For an irrational $\alpha>1$, define the sequence $\alpha_n$ such that $\alpha_0=\alpha$ and for $n\geq 1$, $\alpha_n=\frac{1}{\alpha_{n-1}-\lfloor\alpha_{n-1}\rfloor}$. We can also define the sequence $a_n$ so that $a_n=\lfloor\alpha_n\rfloor$ for all $n\geq 0$ (i.e. $[a_0;a_1,a_2,\ldots]$ is the regular continued fraction representation of $\alpha$
Using the notation that the empty product is $1$, prove the following three sums (there's also the issue of convergence) $$\alpha=\sum_{n=0}^\infty\frac{a_{2n}}{\prod_{i=1}^{2n}\alpha_i}$$ $$1=\sum_{n=0}^\infty\frac{a_{2n+1}}{\prod_{i=1}^{2n+1}\alpha_i}$$ $$\alpha=\sum_{n=0}^\infty\frac{a_n}{\prod_{i=1}^n\alpha_i^2}$$
I discovered these results while solving a geometric problem involving starting with a $1\times\alpha$ rectangle and then cutting out squares (similar to how one might draw a Fibonacci spiral in a golden rectangle). All these sums can be seen geometrically from this construction. If we consider side lengths of the squares, we can form an orthogonal path from one corner of the rectangle to the opposite corner and that gives us the first two series (the first is summing the lengths of all the horizontal segments of the path, the second is all the vertical segments). The third series comes from summing the areas of the squares, which of course should have area of the original rectangle.
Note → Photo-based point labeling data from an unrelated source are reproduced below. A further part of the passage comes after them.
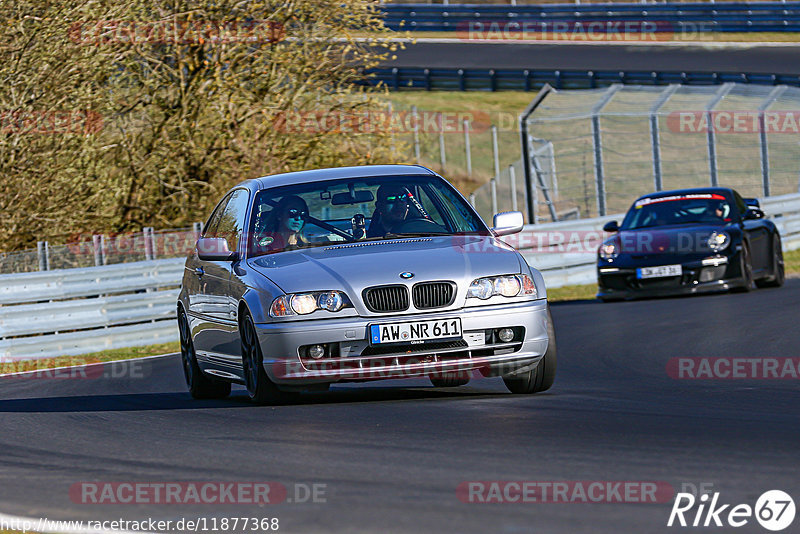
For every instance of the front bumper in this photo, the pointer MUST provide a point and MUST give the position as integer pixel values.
(355, 360)
(699, 276)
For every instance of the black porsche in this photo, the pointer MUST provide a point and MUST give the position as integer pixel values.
(689, 241)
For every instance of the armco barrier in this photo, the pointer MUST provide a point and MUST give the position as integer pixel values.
(705, 16)
(77, 311)
(529, 79)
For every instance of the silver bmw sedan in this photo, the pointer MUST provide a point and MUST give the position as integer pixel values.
(304, 279)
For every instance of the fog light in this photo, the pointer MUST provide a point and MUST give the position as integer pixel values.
(316, 351)
(505, 335)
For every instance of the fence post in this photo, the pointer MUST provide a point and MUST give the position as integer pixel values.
(466, 142)
(512, 178)
(98, 255)
(655, 139)
(493, 183)
(442, 151)
(495, 153)
(712, 148)
(41, 251)
(599, 176)
(762, 132)
(147, 232)
(416, 133)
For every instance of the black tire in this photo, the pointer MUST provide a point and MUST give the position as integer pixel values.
(260, 388)
(452, 379)
(543, 375)
(778, 270)
(746, 270)
(200, 386)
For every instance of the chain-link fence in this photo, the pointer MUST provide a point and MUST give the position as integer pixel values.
(608, 146)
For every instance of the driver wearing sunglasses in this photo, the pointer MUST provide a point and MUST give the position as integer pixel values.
(284, 226)
(391, 209)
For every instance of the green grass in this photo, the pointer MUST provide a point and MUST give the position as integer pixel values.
(95, 357)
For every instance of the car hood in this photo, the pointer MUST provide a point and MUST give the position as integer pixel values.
(354, 266)
(683, 239)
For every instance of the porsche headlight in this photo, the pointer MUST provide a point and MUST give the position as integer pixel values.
(513, 285)
(609, 250)
(718, 241)
(305, 303)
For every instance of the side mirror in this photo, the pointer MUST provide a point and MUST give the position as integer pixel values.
(508, 222)
(214, 249)
(753, 214)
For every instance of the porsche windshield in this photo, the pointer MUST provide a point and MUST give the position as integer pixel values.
(702, 208)
(350, 210)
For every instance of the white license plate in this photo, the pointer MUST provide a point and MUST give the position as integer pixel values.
(414, 332)
(659, 272)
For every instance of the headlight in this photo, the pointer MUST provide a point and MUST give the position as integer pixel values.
(512, 285)
(718, 241)
(305, 303)
(609, 249)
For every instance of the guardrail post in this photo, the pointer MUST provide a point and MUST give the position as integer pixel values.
(494, 195)
(442, 151)
(495, 153)
(97, 247)
(597, 143)
(467, 148)
(41, 251)
(416, 133)
(762, 133)
(655, 140)
(512, 178)
(712, 148)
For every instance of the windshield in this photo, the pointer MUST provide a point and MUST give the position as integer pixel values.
(351, 210)
(698, 208)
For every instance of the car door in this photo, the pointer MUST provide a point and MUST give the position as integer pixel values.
(222, 342)
(757, 236)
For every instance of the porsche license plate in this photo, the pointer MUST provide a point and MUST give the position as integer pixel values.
(659, 272)
(415, 332)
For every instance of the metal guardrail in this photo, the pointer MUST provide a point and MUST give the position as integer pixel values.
(530, 79)
(78, 311)
(568, 268)
(673, 17)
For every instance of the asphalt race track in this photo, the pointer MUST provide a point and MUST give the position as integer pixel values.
(744, 57)
(392, 454)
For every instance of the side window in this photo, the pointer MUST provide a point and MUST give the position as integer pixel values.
(209, 230)
(740, 205)
(231, 222)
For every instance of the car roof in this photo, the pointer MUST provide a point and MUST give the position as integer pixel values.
(319, 175)
(659, 194)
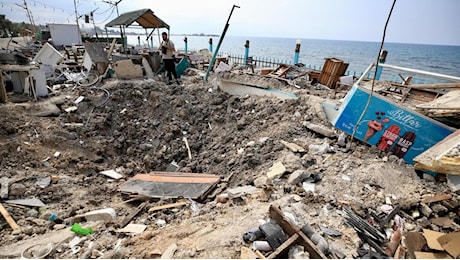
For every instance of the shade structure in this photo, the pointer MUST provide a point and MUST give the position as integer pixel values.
(144, 18)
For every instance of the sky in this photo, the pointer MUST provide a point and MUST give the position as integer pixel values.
(412, 21)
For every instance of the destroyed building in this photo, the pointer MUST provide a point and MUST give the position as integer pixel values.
(101, 159)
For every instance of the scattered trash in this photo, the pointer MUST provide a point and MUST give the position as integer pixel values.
(134, 228)
(112, 174)
(105, 215)
(39, 251)
(320, 148)
(79, 230)
(27, 202)
(44, 182)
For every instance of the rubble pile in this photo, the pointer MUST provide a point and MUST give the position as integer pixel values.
(287, 179)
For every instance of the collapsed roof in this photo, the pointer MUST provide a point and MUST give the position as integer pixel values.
(144, 17)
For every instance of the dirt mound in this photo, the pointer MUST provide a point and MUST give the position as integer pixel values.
(138, 126)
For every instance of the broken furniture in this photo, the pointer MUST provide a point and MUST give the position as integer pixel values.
(26, 79)
(332, 70)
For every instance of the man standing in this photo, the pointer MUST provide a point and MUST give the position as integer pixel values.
(167, 48)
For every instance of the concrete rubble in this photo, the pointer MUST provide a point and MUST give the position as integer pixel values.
(290, 185)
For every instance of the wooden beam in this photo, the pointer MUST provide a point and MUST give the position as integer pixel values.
(284, 248)
(167, 206)
(277, 215)
(128, 218)
(3, 95)
(8, 218)
(430, 86)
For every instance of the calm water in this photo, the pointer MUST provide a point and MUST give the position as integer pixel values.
(433, 58)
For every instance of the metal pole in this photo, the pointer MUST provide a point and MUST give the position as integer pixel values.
(246, 52)
(383, 57)
(297, 51)
(211, 63)
(186, 44)
(76, 18)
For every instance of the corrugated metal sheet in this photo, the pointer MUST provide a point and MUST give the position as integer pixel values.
(143, 17)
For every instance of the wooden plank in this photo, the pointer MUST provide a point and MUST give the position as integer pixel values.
(430, 159)
(167, 206)
(4, 182)
(112, 45)
(283, 248)
(3, 95)
(291, 230)
(8, 218)
(437, 198)
(279, 217)
(128, 218)
(431, 86)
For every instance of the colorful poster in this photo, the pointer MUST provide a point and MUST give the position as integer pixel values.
(389, 126)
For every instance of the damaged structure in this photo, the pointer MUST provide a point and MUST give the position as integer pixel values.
(102, 159)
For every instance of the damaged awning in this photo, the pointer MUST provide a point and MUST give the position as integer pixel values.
(144, 18)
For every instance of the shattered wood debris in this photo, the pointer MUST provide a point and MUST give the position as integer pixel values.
(171, 185)
(330, 202)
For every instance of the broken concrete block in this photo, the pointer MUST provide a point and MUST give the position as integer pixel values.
(454, 182)
(112, 174)
(105, 215)
(293, 147)
(27, 202)
(169, 252)
(241, 191)
(126, 69)
(297, 176)
(425, 210)
(262, 181)
(276, 171)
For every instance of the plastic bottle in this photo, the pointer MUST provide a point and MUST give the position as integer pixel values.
(79, 230)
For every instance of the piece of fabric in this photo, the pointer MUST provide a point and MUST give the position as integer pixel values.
(169, 53)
I'm looking for an analytical proof of these sums. I have verified that these work analytically when $\alpha=\sqrt{2}$ and when $\alpha=\phi$ (both are just simple geometric series). I have no idea how one would go about the general case. I suspect maybe some clever telescoping, but I'm not seeing one.
I also wrote this python code that computes partial sums of the first series (and can be modified easily to do the other two). I wasn't seeing a pattern from this.
import math
a = math.sqrt(2)
n = 20
L = [a]
for i in range(n):
a = L[-1]
L += [1/(a-math.floor(a))]
M = [math.floor(x) for x in L]
s = 0
p = 1
for i in range(n):
if (i%2 == 0):
s += M[i]/p
print(s)
p *= L[i+1]
Using the comment from Greg Martin, I believe a geometric argument leads to concluding that the partial sums evaluate to $$\sum_{n=0}^N \frac{a_{2n}}{\prod_{i=1}^{2n}\alpha_i}=\alpha-\frac{1}{\prod_{i=1}^{2N+1}\alpha_i}$$ $$\sum_{n=0}^N \frac{a_{2n+1}}{\prod_{i=1}^{2n+1}\alpha_i}=1-\frac{1}{\prod_{i=1}^{2N+2}\alpha_i}$$ $$\sum_{n=0}^N \frac{a_n}{\prod_{i=1}^n\alpha_i^2}=\alpha-\frac{1}{\alpha_{N+1}\prod_{i=1}^N\alpha_i^2}$$
So using the comment from Greg Martin and deducing an expression for the partial sums from the geometrical interpretation, I think I have finagled some telescoping manipulations. This is just reverse engineering from the result, which I think is more intuitively discovered from the geometrical interpretation.
The first two results follow from the following. Consider $\frac{a_n}{\prod_{i=1}^n\alpha_i}$. Note that we have \begin{align*} \frac{a_n}{\prod_{i=1}^n\alpha_i}&=\frac{\alpha_n-\frac{1}{\alpha_{n+1}}}{\prod_{i=1}^n\alpha_i}\\ &=\frac{1}{\prod_{i=1}^{n-1}\alpha_i}-\frac{1}{\prod_{i=1}^{n+1}\alpha_i} \end{align*} So we can see that when we sum every other term in the sequence $\frac{a_n}{\prod_{i=1}^n\alpha_i}$ we will get a telescoping.
For the last sum, using the same exact identity, we see \begin{align*} \frac{a_n}{\prod_{i=1}^n\alpha_i^2}&=\frac{\alpha_n-\frac{1}{\alpha_{n+1}}}{\prod_{i=1}^n\alpha_i^2}\\ &=\frac{1}{\alpha_n\prod_{i=1}^{n-1}\alpha_i^2}-\frac{1}{\alpha_{n+1}\prod_{i=1}^n\alpha_i^2} \end{align*} which, again, will telescope.